24 Dicembre 2019

Quanto dolore per le due sedicenni investite. Ma Virginia Raggi pensa ai social

 

Quanto dolore per la morte delle due sedicenni investite a Ponte Milvio. E rabbia per le parole del sindaco Raggi. «Certo, sindaca Raggi, che bisogna guidare in modo responsabile. E chi ha ammazzato quelle due ragazzine a Ponte Milvio non merita nemmeno un “poveraccio”, visto che era imbottito di droga e alcool, dicono gli inquirenti. Ma quanto è facile, a Roma, ammazzare con un’automobile?». Sulla pagina Facebook 7 Colli è stato pubblicato un commento dal titolo “Due sedicenni ammazzate e Virginia Raggi pensa solo ai social”.
Sedicenni investite, i dati del Codacons

I dati diffusi ieri dal Codacons sono impressionanti. Il 2018, ricorda 7 Colli, si era chiuso con un bilancio tragico di 143 morti a Roma, di cui oltre un terzo (57 vittime) proprio pedoni. Non va meglio nel 2019: solo nei primi 11 mesi dell’anno, e solo nell’area urbana della città (escluso Gra e zone oltre il Gra) gli incidenti sono stati 27.000, con 111 vittime e 12.568 feriti.

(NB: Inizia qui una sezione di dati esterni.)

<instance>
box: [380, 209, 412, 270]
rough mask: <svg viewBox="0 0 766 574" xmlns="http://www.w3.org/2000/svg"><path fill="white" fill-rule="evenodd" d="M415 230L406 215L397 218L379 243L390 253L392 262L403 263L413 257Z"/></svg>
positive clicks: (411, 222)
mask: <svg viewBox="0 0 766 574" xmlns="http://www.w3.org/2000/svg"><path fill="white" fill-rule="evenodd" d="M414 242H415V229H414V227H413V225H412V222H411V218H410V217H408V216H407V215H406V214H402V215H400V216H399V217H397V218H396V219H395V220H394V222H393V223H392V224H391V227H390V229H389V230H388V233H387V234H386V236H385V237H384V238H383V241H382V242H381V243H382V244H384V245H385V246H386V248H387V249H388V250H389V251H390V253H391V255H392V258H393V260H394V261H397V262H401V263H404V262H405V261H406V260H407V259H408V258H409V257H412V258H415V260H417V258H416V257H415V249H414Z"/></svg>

Sedicenni investite e le strade insicure

Si legge ancora 7 Colli, a chi tocca rendere le strade sicure? Chi deve provvedere all’illuminazione? Chi deve sorvegliare chi supera ogni limite di velocità, a qualunque ora del giorno e della notte? Chi deve pensare a rendere le strisce pedonali visibili? Chi deve eseguire lavori di potatura del verde per garantire di poter guardare la strada che si percorre? Chi deve occuparsi della segnaletica in città? Anche un’amministrazione comunale, signora Raggi, deve essere guidata in modo responsabile. E questa città è ogni giorno in pericolo con i suoi abitanti perché non c’è cura di nulla.
La Raggi non deve twittare

Scrive 7 Colli: «Dal Campidoglio arrivano solo musate verso chi critica le condizioni della Capitale.
La Raggi twitta ma il suo mestiere non è comunicare, bensì agire e fare di tutto per evitare la strage quotidiana lungo le strade della città. È normale manifestare commozione, e ci mancherebbe, di fronte allo straziante sacrificio di due sedicenni. Ma da chi governa ci aspettiamo un po’ di più rispetto ad un dolore che pare manifestato per qualche like sui social».
Troppi incidenti a Roma

E poi scrive ancora, «ma forse sbagliamo noi a pretendere soluzioni da chi è palesemente inadeguata al governo della Capitale d’Italia. Non è cosa sua. Magari qualcuno darà anche la colpa a Gaia e Camilla di essere morte proprio lì. Di aver attraversato la strada e chissà che altro. Ma decine di migliaia di incidenti, feriti e morti ogni anno a Roma non possono essere archiviati in fretta. Perché, conclude 7 Colli, c’è anche un diritto a poter camminare in santa pace. Qui si garantisce solo pace eterna…».